[EXP][C++] Deduplicate schemas when scanning Dataset #45340

pitrou · 2025-01-23T17:00:54Z

Rationale for this change

What changes are included in this PR?

Are these changes tested?

Are there any user-facing changes?

pitrou · 2025-01-23T17:01:06Z

@ursabot please benchmark

ursabot · 2025-01-23T17:01:12Z

Benchmark runs are scheduled for commit f681035. Watch https://buildkite.com/apache-arrow and https://conbench.ursa.dev for updates. A comment will be posted here when the runs are complete.

pitrou · 2025-01-23T17:24:00Z

@ursabot please benchmark

ursabot · 2025-01-23T17:24:06Z

Benchmark runs are scheduled for commit a0503f3. Watch https://buildkite.com/apache-arrow and https://conbench.ursa.dev for updates. A comment will be posted here when the runs are complete.
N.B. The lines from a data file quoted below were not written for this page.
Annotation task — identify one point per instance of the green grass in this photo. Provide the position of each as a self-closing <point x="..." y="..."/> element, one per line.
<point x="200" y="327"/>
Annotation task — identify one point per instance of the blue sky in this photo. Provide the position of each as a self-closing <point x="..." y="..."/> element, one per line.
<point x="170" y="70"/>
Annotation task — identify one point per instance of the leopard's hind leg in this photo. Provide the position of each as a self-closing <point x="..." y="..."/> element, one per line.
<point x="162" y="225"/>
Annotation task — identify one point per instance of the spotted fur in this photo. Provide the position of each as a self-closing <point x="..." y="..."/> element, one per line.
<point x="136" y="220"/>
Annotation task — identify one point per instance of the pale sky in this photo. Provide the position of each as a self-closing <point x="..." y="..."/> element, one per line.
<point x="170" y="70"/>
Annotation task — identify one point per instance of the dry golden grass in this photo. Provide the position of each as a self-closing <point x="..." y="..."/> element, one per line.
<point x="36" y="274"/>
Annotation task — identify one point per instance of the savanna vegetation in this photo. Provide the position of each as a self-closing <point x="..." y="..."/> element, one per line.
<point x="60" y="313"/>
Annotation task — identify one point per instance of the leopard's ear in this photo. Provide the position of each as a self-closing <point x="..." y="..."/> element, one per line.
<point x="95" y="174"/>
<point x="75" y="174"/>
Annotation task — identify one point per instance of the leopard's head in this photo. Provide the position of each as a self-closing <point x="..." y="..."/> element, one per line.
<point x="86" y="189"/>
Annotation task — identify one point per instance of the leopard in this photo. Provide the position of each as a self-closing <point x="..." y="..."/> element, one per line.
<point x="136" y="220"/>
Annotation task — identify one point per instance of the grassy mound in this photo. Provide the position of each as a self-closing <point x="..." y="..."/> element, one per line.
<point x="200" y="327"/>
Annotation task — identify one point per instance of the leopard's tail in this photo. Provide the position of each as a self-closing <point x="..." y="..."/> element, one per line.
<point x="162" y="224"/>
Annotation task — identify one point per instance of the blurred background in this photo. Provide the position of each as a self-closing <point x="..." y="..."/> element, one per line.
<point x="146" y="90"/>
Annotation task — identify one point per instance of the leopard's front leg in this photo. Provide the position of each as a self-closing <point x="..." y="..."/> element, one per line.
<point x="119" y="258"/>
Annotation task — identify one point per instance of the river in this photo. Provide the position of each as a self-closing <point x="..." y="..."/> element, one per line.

pitrou · 2025-01-23T17:25:43Z

@icexelloss This is a quick experiment that you might want to try out on a real-world use case. I don't seem to get any tangible benefits on a synthetic dataset, though it might be due to memory fragmentation.

conbench-apache-arrow · 2025-01-23T17:32:39Z

Thanks for your patience. Conbench analyzed the 0 benchmarking runs that have been run so far on PR commit f681035.

None of the specified runs were found on the Conbench server.

The full Conbench report has more details.

conbench-apache-arrow · 2025-01-23T23:53:58Z

Thanks for your patience. Conbench analyzed the 4 benchmarking runs that have been run so far on PR commit a0503f3.

There were 775 benchmark results indicating a performance regression:

Pull Request Run on test-mac-arm at 2025-01-23 18:46:18Z
- TakeChunkedChunkedStringFewMonotonicIndices (C++) with params=4194304/1, source=cpp-micro, suite=arrow-compute-vector-selection-benchmark
- ListSliceStringListViewWithStop (C++) with params=65536/0, source=cpp-micro, suite=arrow-compute-scalar-list-benchmark
and 773 more (see the report linked below)

The full Conbench report has more details.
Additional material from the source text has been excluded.